Man’s best friend isn’t always who you expect | Finding Kind |

How my father learned to accept our furry one

I think of my father the most in June. With both Father’s Day and the 10th anniversary of his death falling this month, I can’t help but reminisce on some of my fondest memories. My avid outdoorsman father decided our family needed a dog. He envisioned a well-trained hiking, hunting and fishing companion and set out to find a puppy who fit the bill. Sugar, a rambunctious chocolate lab, seemed to be a perfect match. Even at a young age, she had beautiful lines, an overabundance of energy, and a sweet personality.

From early on, the warning signs that Sugar hadn’t caught my dad’s vision of her potential were there. The contempt-filled glances and not-so-subtle repeated suggestions that perhaps Sugar “could find a better fit for an obedience class,” should have provided some warning. My dad remained undeterred.

The first hiking outing established Sugar’s innate talent and enthusiasm for finding and rolling in anything designed to make the trip home as unpleasant as possible. The second displayed her expert ability in beehive hunting and dispersing. Had my dad been a honey collector, this would have come in quite handy, but for the average hiker, hunter and fisherman, it just meant investing in a large supply of baking soda.

My dad’s hope never dimmed. One day, Dad heard the telltale signs of the bark of a dog on an animal’s trail. He ran out into the backyard, to see which animal had inspired Sugar to find her inner-hunter. Through the woods, Sugar’s excited bark escalated, accompanied by a large crashing noise. She had a big one! Mom was the first to see the prey emerge. She giggled. We giggled. My dad rolled his eyes. Sugar stood in the backyard, tail-wagging, next to the black and white cow she had driven into our yard. Dad gave up hunting soon after.

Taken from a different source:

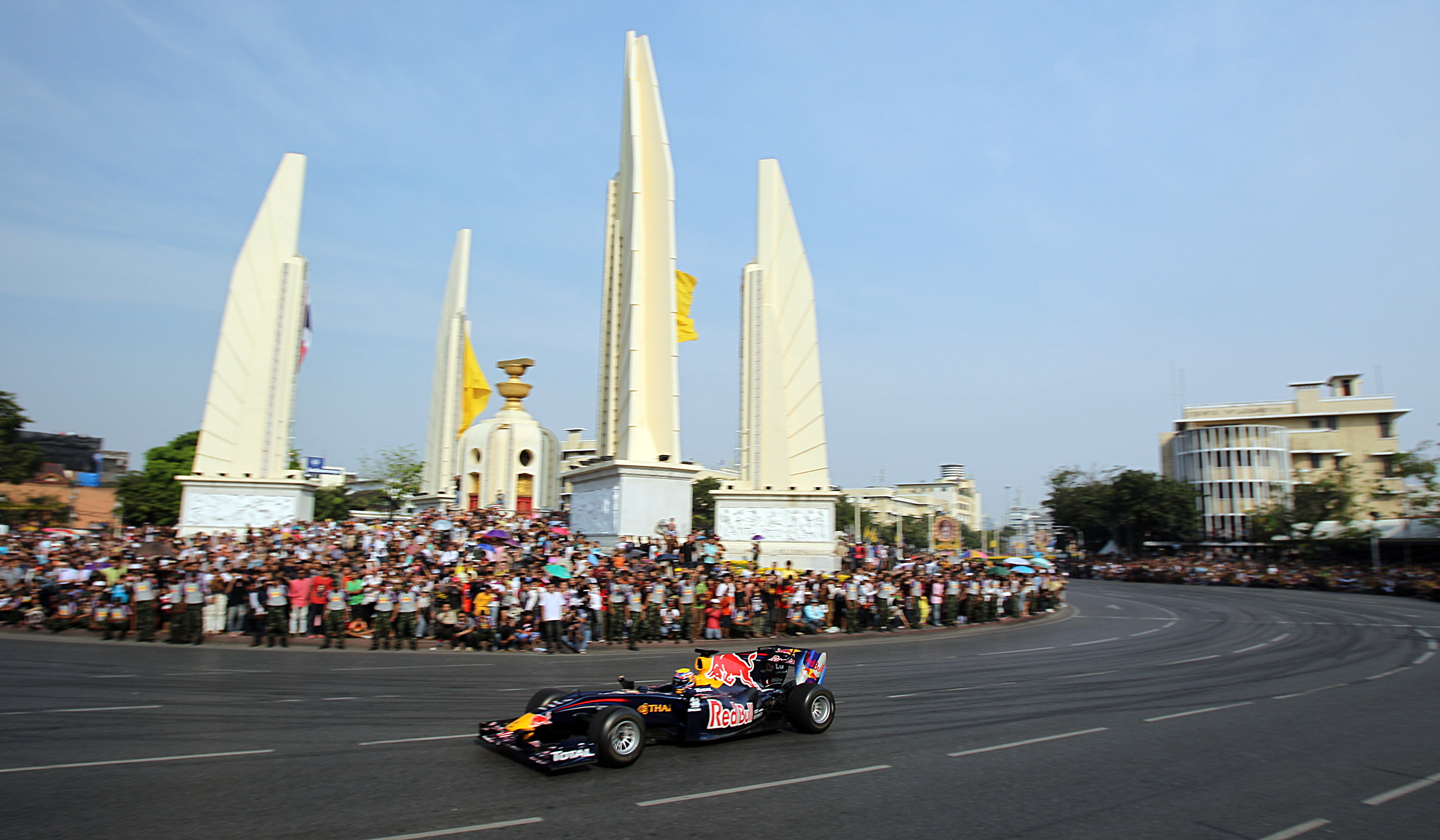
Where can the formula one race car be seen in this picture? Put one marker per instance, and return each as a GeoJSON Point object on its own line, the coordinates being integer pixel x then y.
{"type": "Point", "coordinates": [725, 695]}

Dad’s hopes for his fisherman water dog remained strong. The first trips up to the family’s lake property, Sugar was reticent around the water. “She’s just a puppy,” my mom counseled, “maybe next summer.” The next summer Dad was ready. “This,” he announced with excitement, “will be Sugar’s big water year.” He proudly gave Sugar a pep-talk all the way down to the water. Stick in hand, he looked Sugar in the eyes, and tossed it 20 feet off the dock.

“Go get it girl.”

Sugar stoically stared at Dad.

“Come on Sugar, go.”

The stick floated on the surface, beckoning.

Dad got another stick.

Sugar laid down on the dock.

Dad got a treat.

Sugar left the dock.

Dad had an idea. “She’s a lab. All labs swim. She just needs to get used to the idea.”

He called Sugar back down to the dock. “Watch this, “ he counseled, then picked her up and tossed her in the water off the dock.

We all called from the shore 20 feet away. “Come on, Sugar. Come on, girl.”

Her head broke the surface of the water. Sugar was not coming. Sugar was not swimming. Sugar was panicking. Dad threw a large piece of wood for her to climb up on. Sugar ignored it. Her breaths became more and more labored as she attempted to get all four of her paws out of the water vertically. Sugar, the water lab, was drowning.

Dad jumped in, between Sugar and the shore, to coax her in and show her the way. She spotted dad and began swimming frantically toward him. It was working. Sugar was making her way toward the shore.

Sugar reached Dad. Instead of continuing to swim to shore, she clearly decided her rescuer had arrived. She tried to climb up on top of him, out of the water. The more Dad pushed her away, the more determined she was to remain on him. The giant in-the-water King of the Mountain game played out 15 feet from shore. Now it was my dad’s breaths that were becoming more and more labored. Slowly, he managed to swim to shore with Sugar scratching and clinging to his back.

After that day, Dad and Sugar came to an unspoken resolution. Dad would take his children fishing and hiking and on all his outdoor adventures. Sugar would get to be the at-home cheerleader with Mom. This relationship worked wonderfully. The children avoided all things smelly, large hives of bees and played, waded and fished with gusto in the water. Sugar stayed at home, curled in her bed, chased butterflies (and the occasional cow) and dutifully greeted the incoming adventurers with joyful barks, vigorous tail-waggings and lots of wet-sloppy kisses. While Sugar never morphed into Dad’s “dream adventurer,” in so many other ways she was exactly what our family needed. Along with a constant outpouring of unconditional affection, she taught us the value of loving others for who they are, and not who we expect them to be. She helped us realize that no matter how many messes we rolled in, or how many times we screwed up, we would still be family. On the night she died, when we witnessed my dad cry for the first time, we also learned the power of relationships. Clearly, despite all her failings, she was still “man’s best friend.”

Julie Reece-DeMarco is an award-winning, multi-published author, speaker and attorney. She enjoys spending time outside in the beautiful Northwest with her husband and four daughters.